Turmoil Down: The Indirect Effects of Egypt’s Currency Crisis

A street vendor sells bananas near a market in Cairo, December 30, 2014. REUTERS/Mohamed Abd El Ghany

The holy month of Ramadan is known to be a time of giving. Throughout their days, those who are able will share what they can spare with those who are less fortunate than themselves in the form of donations.

However, many Egyptians – especially those on fixed incomes such as government employees and pensioners – are forced to think twice before donating, resorting to stricter spending habits to cope with the current economic situation.

In recent months, the Egyptian pound has faced multiple devaluations, officially standing at EGP 31 to the US dollar as of March 26, compared to EGP 19 to the US dollar in September last year . This series of devaluations has occurred as a result of a chronic shortage of hard currency, and the cost of living has increased significantly, as well as a shortage of imported goods.

Although this has an impact on the standard of living of citizens in general, the impact is dominated by low and middle income Egyptian families and individuals. But aside from out-of-reach price points and unavailability of imported goods, some of the impact is fueling a deeper fall.

In the case of charity, the effect of devaluation and inflation is threefold: Firstly, the harshness of current economic conditions requires charities to have more people if they can get them. Second, fewer people have enough to spare for donations, and those who do donate are more likely to reduce the size of their donations.

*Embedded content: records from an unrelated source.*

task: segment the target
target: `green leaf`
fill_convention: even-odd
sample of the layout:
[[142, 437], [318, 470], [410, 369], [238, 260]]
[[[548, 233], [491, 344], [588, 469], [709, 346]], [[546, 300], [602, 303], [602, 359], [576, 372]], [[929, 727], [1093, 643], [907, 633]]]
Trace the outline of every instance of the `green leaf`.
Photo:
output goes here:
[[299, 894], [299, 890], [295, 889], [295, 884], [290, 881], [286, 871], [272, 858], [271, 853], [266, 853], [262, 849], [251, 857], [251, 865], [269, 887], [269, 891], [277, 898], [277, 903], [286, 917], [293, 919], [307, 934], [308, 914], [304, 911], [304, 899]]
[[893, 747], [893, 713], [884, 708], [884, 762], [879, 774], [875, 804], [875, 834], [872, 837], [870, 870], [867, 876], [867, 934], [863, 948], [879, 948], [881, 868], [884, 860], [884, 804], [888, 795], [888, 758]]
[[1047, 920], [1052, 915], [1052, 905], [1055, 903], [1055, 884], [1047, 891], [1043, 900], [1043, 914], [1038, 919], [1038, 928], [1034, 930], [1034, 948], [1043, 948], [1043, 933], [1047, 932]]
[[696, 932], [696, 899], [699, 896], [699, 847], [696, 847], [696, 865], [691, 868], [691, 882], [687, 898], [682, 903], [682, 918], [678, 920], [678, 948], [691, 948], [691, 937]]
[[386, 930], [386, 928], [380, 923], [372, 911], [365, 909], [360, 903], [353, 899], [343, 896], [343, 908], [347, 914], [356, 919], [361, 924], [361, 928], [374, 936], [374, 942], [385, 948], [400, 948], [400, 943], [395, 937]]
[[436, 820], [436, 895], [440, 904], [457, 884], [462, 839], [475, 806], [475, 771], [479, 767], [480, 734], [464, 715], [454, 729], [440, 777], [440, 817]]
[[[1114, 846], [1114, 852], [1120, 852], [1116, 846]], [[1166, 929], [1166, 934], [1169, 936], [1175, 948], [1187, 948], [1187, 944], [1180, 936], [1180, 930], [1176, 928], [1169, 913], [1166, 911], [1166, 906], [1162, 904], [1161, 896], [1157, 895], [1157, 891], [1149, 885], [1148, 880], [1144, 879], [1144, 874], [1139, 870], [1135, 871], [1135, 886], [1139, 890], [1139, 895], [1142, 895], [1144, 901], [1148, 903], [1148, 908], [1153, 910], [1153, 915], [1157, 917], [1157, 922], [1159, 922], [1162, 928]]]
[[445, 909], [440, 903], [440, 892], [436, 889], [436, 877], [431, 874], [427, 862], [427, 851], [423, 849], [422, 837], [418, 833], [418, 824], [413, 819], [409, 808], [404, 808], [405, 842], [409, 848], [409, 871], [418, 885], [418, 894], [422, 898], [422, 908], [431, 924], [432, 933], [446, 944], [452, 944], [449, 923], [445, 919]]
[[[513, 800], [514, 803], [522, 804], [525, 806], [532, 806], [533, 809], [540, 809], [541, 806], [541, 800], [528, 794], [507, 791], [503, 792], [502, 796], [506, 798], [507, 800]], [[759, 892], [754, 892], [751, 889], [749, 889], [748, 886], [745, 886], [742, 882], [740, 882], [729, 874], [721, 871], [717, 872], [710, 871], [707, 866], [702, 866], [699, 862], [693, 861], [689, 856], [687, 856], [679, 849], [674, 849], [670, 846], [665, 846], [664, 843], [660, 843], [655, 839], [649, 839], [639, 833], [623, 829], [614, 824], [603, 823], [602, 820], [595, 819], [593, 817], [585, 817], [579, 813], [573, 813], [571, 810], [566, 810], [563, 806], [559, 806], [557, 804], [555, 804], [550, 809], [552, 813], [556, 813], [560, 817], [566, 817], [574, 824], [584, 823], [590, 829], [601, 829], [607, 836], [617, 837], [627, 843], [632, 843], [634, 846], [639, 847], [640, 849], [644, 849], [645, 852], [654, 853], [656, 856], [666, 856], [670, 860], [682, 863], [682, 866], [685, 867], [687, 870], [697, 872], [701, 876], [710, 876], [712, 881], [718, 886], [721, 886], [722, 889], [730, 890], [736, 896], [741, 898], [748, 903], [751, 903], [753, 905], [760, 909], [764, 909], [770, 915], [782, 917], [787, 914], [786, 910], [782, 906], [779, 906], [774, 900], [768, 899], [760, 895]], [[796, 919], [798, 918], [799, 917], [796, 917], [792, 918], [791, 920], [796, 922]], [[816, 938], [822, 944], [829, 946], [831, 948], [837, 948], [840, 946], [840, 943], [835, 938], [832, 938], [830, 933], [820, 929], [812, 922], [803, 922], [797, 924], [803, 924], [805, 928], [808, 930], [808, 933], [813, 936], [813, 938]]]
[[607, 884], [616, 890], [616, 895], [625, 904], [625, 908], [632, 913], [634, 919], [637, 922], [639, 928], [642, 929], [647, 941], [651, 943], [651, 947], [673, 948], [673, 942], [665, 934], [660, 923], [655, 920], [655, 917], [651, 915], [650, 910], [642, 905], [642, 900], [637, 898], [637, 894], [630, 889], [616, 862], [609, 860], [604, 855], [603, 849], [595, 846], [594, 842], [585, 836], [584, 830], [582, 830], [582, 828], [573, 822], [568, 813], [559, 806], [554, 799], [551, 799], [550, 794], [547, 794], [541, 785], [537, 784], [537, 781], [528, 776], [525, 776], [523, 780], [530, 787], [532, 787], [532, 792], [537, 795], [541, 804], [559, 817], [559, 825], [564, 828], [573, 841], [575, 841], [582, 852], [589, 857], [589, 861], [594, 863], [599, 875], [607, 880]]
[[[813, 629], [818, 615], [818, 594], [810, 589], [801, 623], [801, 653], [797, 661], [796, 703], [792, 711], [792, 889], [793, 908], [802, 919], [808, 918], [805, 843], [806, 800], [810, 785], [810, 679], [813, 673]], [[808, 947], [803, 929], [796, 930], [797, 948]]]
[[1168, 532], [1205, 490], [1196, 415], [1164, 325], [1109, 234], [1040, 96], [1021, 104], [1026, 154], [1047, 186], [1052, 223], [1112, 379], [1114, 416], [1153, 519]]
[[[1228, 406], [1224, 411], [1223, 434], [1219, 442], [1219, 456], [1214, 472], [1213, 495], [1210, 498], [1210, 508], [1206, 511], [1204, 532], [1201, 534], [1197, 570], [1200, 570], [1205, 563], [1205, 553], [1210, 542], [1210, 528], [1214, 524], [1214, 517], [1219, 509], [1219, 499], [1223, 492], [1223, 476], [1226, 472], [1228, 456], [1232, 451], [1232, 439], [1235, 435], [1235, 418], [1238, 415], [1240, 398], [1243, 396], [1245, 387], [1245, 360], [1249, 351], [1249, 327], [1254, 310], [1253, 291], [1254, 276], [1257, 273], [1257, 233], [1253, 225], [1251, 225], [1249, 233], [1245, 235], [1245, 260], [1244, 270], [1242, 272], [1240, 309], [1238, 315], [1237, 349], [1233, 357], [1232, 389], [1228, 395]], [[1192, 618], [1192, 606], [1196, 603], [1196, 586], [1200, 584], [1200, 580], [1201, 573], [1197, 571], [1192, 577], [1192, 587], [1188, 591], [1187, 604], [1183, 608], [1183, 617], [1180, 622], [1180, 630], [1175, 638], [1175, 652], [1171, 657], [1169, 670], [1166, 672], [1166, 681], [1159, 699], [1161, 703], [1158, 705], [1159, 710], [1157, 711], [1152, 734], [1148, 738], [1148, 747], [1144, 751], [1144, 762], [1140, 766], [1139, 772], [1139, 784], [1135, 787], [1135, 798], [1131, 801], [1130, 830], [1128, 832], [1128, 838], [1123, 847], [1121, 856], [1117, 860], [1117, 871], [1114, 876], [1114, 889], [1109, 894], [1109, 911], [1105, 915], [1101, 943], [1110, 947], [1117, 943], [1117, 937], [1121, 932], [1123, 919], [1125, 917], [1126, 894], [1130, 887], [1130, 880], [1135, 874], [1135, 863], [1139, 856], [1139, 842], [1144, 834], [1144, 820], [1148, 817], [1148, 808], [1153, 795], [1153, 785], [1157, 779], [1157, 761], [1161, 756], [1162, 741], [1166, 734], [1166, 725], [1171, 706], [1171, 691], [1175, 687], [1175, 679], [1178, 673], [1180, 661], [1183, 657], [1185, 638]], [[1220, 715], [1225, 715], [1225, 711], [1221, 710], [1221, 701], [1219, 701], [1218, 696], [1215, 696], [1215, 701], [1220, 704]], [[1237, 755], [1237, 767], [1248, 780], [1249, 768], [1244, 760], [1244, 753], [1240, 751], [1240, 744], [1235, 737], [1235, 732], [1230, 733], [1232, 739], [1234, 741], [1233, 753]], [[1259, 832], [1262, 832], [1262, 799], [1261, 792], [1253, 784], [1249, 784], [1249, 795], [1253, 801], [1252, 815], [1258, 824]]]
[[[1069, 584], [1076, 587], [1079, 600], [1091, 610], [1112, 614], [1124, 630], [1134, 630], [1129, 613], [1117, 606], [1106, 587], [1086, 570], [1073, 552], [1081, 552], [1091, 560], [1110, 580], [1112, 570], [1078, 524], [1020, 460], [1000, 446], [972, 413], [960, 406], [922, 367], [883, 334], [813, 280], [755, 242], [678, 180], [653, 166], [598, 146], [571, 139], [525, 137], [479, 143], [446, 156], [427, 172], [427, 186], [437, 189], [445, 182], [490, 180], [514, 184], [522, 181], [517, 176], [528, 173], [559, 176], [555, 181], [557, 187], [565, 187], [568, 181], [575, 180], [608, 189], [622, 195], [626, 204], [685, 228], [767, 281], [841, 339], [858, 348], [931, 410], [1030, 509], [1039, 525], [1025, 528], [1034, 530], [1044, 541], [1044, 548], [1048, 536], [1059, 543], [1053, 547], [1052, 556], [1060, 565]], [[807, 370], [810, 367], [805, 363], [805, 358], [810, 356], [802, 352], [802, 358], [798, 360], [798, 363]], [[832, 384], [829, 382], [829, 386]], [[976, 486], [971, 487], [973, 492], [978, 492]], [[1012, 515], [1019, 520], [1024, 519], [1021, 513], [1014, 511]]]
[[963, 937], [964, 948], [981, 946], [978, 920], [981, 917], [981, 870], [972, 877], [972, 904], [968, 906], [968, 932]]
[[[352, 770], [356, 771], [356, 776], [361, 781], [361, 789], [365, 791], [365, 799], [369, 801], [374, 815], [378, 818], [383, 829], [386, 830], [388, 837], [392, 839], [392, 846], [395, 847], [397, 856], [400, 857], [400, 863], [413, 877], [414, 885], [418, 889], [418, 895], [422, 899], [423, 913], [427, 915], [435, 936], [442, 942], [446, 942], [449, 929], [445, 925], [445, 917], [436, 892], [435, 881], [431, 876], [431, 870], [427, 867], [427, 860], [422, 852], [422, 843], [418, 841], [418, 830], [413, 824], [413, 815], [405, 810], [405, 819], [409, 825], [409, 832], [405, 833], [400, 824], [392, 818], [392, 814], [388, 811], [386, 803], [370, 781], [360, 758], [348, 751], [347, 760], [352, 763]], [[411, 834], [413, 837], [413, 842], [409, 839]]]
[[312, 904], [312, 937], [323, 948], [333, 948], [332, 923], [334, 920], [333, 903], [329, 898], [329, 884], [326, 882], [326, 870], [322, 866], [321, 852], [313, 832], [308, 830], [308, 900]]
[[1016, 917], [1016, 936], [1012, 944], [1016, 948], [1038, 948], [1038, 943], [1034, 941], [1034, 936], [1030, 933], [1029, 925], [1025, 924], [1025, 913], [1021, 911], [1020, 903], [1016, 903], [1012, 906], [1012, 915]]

Thirdly, the rise in prices also means that charities, hospitals and other organizations are getting less bang for their buck from these donations. As a result, fewer people may benefit, and those who do may not benefit as much – in terms of quality or quantity.

This is not the only example of the decline of the currency crisis and inflation. While the shortage of some luxury goods such as food and branded clothing has led to a shortage of foreign currency, it has also affected other more critical goods. For example, shortages of imported goods such as pharmaceuticals and other medical necessities lead to a deterioration in the general quality of life of citizens. The same goes for spare parts for cars and home appliances.

The persistent inflation has also reduced the purchasing power of buyers, meaning they are unable to buy as much as they did before, putting additional pressure on businesses. More established and resilient businesses may emerge from this crisis with their heads above water, but strategies to mitigate the impact may include downsizing and layoffs, which could cut off citizens who are already in the worst situation.

Meanwhile there is more uncertainty for small businesses, especially those that rely on imported goods or services, and some may find that their only option is to go out of business permanently . Small sellers, who live from small sales day by day, face even harsher conditions.

All this is not to say that all indirect effects are perforce negative. The devaluation of the Egyptian pound to foreign currencies has also made Egypt more affordable for those living abroad. Egyptians who earn their income abroad may find it easier to get a trip home at a time like this, and Egypt’s price point as an increasingly competitive holiday destination could benefit economically. more attractive.

In addition, the affordability of locally produced goods may be attractive to foreign buyers, putting pressure on Egyptian exports to become more competitive.

However, these cash lines are a drop in the bucket for Egyptians who do not have access to essential goods or whose employment is uncertain, coping with daily difficulties and the disproportionate effects of the current currency crisis. To the extent that good economic times do not always spread their benefits equally among different segments of society, the injuries of hard economic times always hit some harder than others.